As expected, some of the more aid sceptic governments will be seeking ways to wriggle out of their commitments at the G8 summit, which opens in Italy today. But rather than just say ‘we’re breaking our promises – tough’, they are floating various kinds of creative accounting to allow them to meet their commitments without actually spending more money.
The approach pushed by Sylvio Berlusconi is the ‘whole of country approach’ (WOCA for short). Italy wants to remove the distinction between public and private aid. It would like all financial transfers to developing countries originating in Italy – including migrants’ remittances and funds provided by NGOs, as well as public aid flows – to contribute to the country’s aid ranking.
Like all the best bits of political spin, this makes superficial sense – as an Oxfam employee, I’m hardly likely to argue that aid has to come from governments to be useful. But clearly some kinds of capital flow are more ‘aid like’ than others, so there will be a lot of room for confusion (and creative accounting) about where the boundaries lie. For example, in its response to the new challenges for development cooperation caused by the global economic crisis, the European Commission put forward a “Whole of the Union” approach arguing that not just official aid but also export credits, investment guarantees and technology transfers should be counted towards the EU’s development contribution. Others are bound to argue that military spending should be included.

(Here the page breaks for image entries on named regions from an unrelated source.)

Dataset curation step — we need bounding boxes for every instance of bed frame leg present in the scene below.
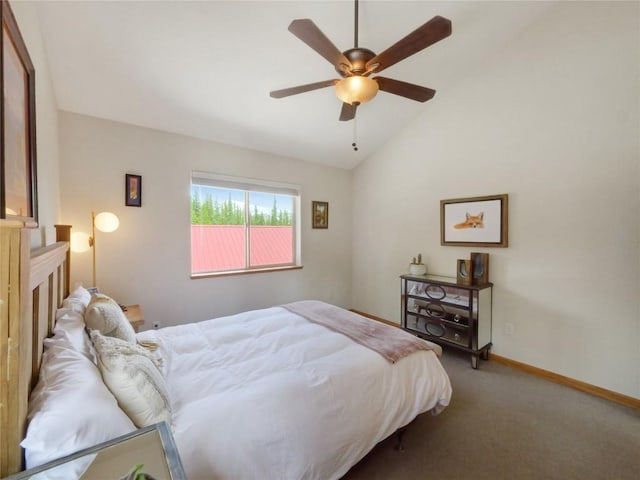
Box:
[396,426,409,452]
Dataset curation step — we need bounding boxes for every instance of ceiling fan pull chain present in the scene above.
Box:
[353,0,358,48]
[351,118,358,152]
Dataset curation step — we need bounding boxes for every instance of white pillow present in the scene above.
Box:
[53,308,97,363]
[62,287,91,315]
[84,293,136,343]
[21,338,135,468]
[91,330,171,427]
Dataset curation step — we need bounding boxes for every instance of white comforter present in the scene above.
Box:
[138,307,451,480]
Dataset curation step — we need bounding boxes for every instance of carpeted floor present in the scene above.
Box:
[343,350,640,480]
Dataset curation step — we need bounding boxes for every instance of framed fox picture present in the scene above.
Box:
[440,193,509,247]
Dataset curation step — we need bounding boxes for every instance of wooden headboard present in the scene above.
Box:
[0,220,71,477]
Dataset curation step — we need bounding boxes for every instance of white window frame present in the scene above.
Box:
[189,171,301,278]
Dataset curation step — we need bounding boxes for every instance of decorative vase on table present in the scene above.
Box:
[409,253,427,275]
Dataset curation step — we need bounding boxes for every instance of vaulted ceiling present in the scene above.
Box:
[38,0,553,168]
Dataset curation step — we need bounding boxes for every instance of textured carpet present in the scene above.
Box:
[343,349,640,480]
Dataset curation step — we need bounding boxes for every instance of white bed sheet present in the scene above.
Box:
[138,307,451,480]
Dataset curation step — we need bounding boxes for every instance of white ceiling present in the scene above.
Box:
[33,0,552,168]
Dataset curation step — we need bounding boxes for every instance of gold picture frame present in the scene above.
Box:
[0,0,38,227]
[124,173,142,207]
[440,193,509,248]
[311,200,329,228]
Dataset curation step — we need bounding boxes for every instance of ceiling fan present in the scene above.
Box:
[269,0,451,121]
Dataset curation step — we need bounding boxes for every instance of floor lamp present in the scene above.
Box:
[71,212,120,287]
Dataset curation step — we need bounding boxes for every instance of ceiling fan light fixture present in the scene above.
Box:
[336,75,378,105]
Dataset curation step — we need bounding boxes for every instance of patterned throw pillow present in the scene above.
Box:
[84,293,136,343]
[91,330,171,427]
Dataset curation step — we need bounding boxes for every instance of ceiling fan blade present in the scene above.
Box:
[269,80,337,98]
[289,18,351,69]
[367,16,451,72]
[340,103,358,122]
[373,77,436,102]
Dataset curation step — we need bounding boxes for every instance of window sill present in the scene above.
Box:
[191,265,302,280]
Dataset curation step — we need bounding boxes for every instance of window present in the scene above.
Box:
[191,172,300,276]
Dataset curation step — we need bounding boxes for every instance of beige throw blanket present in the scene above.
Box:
[282,300,442,363]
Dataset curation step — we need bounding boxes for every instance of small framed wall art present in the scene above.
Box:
[440,193,509,247]
[124,173,142,207]
[311,200,329,228]
[0,0,38,227]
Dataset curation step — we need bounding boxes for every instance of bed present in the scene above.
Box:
[1,220,451,480]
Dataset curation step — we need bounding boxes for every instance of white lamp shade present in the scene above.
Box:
[94,212,120,233]
[70,232,91,253]
[336,75,378,105]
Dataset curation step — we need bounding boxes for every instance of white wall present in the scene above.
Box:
[10,2,60,247]
[60,112,351,326]
[353,2,640,398]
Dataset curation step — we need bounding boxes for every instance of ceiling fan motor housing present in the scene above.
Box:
[335,48,376,77]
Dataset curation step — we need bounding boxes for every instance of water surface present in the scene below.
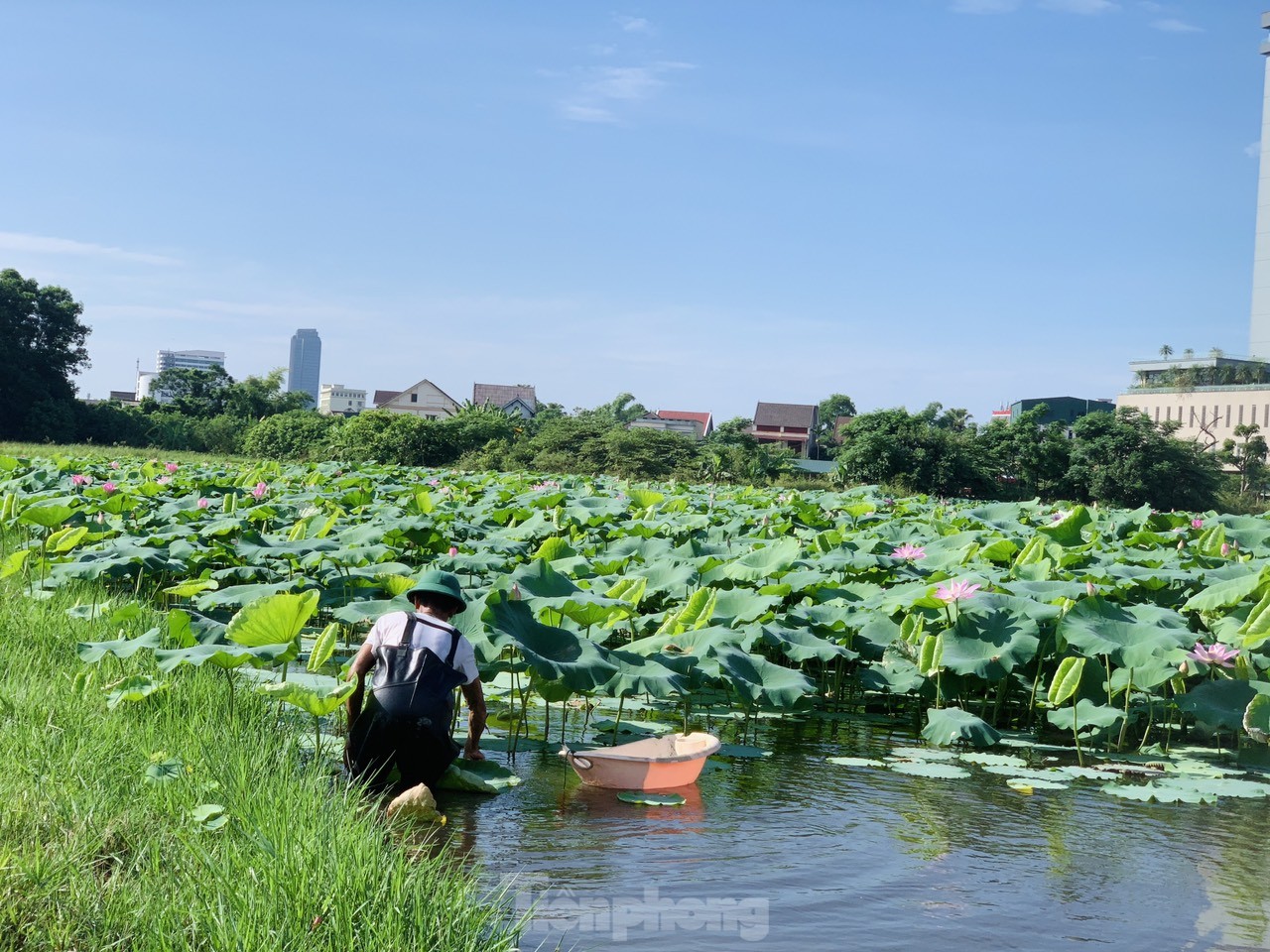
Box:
[441,721,1270,952]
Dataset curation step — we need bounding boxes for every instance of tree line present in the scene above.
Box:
[0,269,1249,511]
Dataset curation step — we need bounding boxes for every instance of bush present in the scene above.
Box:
[242,410,332,459]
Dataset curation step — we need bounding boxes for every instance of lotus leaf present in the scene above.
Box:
[437,758,521,793]
[490,599,618,693]
[890,761,970,780]
[75,629,162,663]
[258,678,357,717]
[1178,678,1270,731]
[1058,597,1195,667]
[825,757,886,767]
[617,789,686,806]
[1102,783,1216,803]
[922,707,1001,748]
[943,612,1040,680]
[225,591,318,648]
[710,645,816,707]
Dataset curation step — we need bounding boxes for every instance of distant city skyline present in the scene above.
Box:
[287,327,321,410]
[0,0,1270,422]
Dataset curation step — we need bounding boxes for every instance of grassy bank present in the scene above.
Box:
[0,584,514,952]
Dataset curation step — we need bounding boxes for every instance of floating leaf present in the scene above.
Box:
[617,789,687,806]
[922,707,1001,748]
[437,758,521,793]
[825,757,886,767]
[890,761,970,780]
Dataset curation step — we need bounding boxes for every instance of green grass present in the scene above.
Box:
[0,584,514,952]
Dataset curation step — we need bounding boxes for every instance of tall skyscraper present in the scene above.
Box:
[287,327,321,410]
[1248,13,1270,358]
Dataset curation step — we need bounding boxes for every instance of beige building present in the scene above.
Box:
[1115,385,1270,449]
[318,384,366,416]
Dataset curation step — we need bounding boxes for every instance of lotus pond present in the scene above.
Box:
[0,456,1270,947]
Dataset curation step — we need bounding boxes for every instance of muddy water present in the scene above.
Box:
[441,722,1270,952]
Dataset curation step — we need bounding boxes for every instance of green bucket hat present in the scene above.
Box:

Whatever the theoretical merits of the argument, it’s impossible to divorce Italy’s attempt to move the accounting goalposts from its dismal record on aid. According to Iacopo Viciani, the coordinator of an NGO task force on aid effectiveness, the Italian government has never contributed more than 0.2% of its GDP to development aid. In 2007, Prodi’s government established a timeline for increasing aid in order to meet the 0.51% EU target by 2010. But despite budget increases, aid spending remained at 0.2% in 2008 instead of rising to 0.33% as planned. And it only gets worse: the 2009 budget includes a drastic cut (by 56%) in the aid budget. In January 2009 development allocations reached their lowest level ever, at €321 million – less than the amount collected privately by NGOs.
But even more dangerous than Italy’s attempts to justify its feeble performance is the precedent it sets for other G8 countries to follow suit. They are all in recession (see graph) and there will be ever-louder voices in every Finance Ministry seeking a reverse gear on aid.
So watch out for signs of goalposts being shifted, amid the inevitable spate of lazy headlines about earthquakes, tremors etc (the summit has been moved to l’Aquila, the site of a horrendous earthquake earlier this year).
For G8 watchers, Thursday is climate change day, and Friday covers aid, food and Africa (see optimistic FT curtain raiser on the shift from food aid to investment in agriculture). See here for Oxfam’s coverage of events, and here for my colleague Max Lawson’s curtain-raiser opinion piece. And my favourite G8 moment so far? Bob Geldof getting Sylvio Berlusconi to apologise for breaking his promises on aid. You couldn’t make it up.